Il secondo elemento di contraddizione è relativo proprio al rapporto tra istituzioni e capacità di governo attivo del territorio. Una fotografia “verista” del sistema istituzionale rileva almeno tre ambiti di governo che sono e restano separati fra loro anche se si suppongono parti di un governo integrato. Il primo ambito riguarda i Comuni: troppi e troppo piccoli, per essere espliciti. Soprattutto incapaci di dialogare fra loro e di creare occasioni di partecipazione e coordinamento. C’è un problema di risorse, certo, ma soprattutto una sproporzione tra le necessità e le competenze. In molti campi, a partire, purtroppo dalla “ordinaria amministrazione”. Perché il trattamento dei rifiuti, la distribuzione efficiente dell’acqua, l’energia, la sostenibilità ambientale, il sistema della mobilità non possono essere gestiti su una scala territoriale frammentata in migliaia di comuni e decine di migliaia di frazioni. C’è un problema di economie di scala, si dovrebbe dire, che viene prima delle dimensioni della spesa disponibile. Sopra i Comuni, dovrebbero essere enti di area più vasta a decidere gli ambiti territoriali adatti alla gestione dei diversi bisogni. Ma le province sono state trasformate in zombi e nessun soggetto nuovo è sorto a sostituirle. Anzi, le neonate Città Metropolitane rischiano di seguire lo stesso triste destino di desaparecidos. Pensare, per fare un solo esempio, che la Città Metropolitana di Torino possa governare i problemi dei suoi 316 Comuni significa non avere senso del reale.
L’altro ingranaggio che non gira come dovrebbe è quello delle Regioni. Al di là del loro numero, discutibile dal punto di vista dell’efficacia di governo del territorio se non da quello dei confini storico-geografici, le Regioni non sono in grado di dialogare fra loro in termini di programmazione concordata, di scelta delle priorità, di indirizzi e di spesa. Si coordinano in termini passivi di suddivisione delle risorse statuali, non in termini attivi di programmazione e coordinamento: né fra loro né con gli enti istituzionali che le compongono (Comuni, Province, Unioni).

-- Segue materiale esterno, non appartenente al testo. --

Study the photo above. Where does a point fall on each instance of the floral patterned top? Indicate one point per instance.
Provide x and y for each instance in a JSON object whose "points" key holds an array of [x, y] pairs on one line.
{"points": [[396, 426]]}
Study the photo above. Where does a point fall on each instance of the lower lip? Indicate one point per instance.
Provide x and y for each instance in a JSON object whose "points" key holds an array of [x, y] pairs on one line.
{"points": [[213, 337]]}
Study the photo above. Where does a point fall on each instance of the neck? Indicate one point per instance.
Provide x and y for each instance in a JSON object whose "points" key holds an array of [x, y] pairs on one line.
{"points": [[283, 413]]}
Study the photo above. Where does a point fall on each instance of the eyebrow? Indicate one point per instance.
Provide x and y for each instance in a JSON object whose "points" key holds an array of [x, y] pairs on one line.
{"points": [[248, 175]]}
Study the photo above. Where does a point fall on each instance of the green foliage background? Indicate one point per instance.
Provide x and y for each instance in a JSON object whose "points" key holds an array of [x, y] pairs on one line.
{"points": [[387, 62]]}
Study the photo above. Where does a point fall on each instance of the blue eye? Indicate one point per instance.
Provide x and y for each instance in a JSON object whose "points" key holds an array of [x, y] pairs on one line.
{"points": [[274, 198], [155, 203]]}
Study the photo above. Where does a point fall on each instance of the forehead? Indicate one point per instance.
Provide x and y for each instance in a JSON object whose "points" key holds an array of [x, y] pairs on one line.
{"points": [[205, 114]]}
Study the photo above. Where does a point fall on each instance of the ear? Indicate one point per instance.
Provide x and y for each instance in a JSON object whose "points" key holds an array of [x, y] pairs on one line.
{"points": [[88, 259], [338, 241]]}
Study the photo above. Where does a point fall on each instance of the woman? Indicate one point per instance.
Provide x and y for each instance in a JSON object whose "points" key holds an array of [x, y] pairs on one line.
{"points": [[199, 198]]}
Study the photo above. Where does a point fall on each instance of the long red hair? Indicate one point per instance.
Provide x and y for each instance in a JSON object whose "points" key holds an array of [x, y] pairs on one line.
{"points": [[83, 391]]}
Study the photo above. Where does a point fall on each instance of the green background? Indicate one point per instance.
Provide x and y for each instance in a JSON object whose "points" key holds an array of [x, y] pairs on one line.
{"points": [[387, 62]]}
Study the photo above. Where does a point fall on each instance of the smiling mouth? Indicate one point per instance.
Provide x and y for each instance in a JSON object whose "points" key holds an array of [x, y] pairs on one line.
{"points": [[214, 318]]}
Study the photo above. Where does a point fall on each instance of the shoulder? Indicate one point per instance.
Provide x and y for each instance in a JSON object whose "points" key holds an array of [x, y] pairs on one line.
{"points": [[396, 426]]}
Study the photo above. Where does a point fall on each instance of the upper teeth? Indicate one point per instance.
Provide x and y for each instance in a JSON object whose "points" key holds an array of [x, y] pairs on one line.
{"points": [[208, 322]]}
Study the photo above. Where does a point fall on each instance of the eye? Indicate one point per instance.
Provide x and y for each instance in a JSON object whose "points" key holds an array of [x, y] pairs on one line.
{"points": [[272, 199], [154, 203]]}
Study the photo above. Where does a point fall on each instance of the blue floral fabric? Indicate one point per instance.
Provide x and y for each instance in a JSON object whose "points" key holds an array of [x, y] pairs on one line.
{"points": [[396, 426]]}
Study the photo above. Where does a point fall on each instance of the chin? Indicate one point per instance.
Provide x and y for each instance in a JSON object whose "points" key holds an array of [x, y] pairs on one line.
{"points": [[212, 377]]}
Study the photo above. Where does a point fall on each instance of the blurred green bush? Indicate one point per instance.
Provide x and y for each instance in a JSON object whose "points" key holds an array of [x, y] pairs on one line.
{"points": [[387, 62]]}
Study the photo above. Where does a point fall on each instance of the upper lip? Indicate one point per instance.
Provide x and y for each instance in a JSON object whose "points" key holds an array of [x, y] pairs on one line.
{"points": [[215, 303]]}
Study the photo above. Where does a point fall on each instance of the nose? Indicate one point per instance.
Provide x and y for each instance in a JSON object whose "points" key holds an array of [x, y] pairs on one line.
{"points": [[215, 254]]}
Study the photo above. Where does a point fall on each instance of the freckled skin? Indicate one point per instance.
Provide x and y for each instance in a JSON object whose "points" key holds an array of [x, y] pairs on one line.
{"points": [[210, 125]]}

Ma è in testa che batte il motore: nel discutibile funzionamento del sistema di governo nazionale. Perché il governo nazionale non coinvolge e non coordina gli enti intermedi nelle proprie decisioni, (perché programma a breve risposte che dovrebbero essere declinate in ambito pluriennale, come abbiamo detto), perché predilige e pratica politiche legislative invece che politiche reali. Generando in questo (complici le “riforme” elettorali) una sovrapposizione al ribasso tra funzioni legislative ed esecutive, con annullamento di fatto dell’autonomia del Parlamento. La governabilità, si potrebbe dire, si è mangiata il buon governo.
Queste contraddizioni del sistema Italia non sono teoriche: si toccano con mano su quasi tutti i temi sensibili. Dalla gestione dell’emergenza e della mancata prevenzione sismica alla riorganizzazione del sistema della salute e dell’educazione, alla inefficienza dei trasporti nelle aree interne e nel Mezzogiorno, all’infrastrutturazione carente, all’impiego dei fondi europei.
Di fronte a questa realtà così “penosa”, non si tratta certo di gettare “a mare le basi americane” come diceva il ritornello della canzone dalla quale siamo partiti. Perché il tema non è più all’ordine del giorno (anche se guardare la nuova base americana di Vicenza, dall’alto del Piazzale della Basilica, genera qualche interrogativo). Però i nostri handicap esistono e sarebbe bene affrontarli alla radice, con serie terapie riabilitative, prima che qualcuno pensi che sia giusto “gettare a mare” la politica e le istituzioni italiane.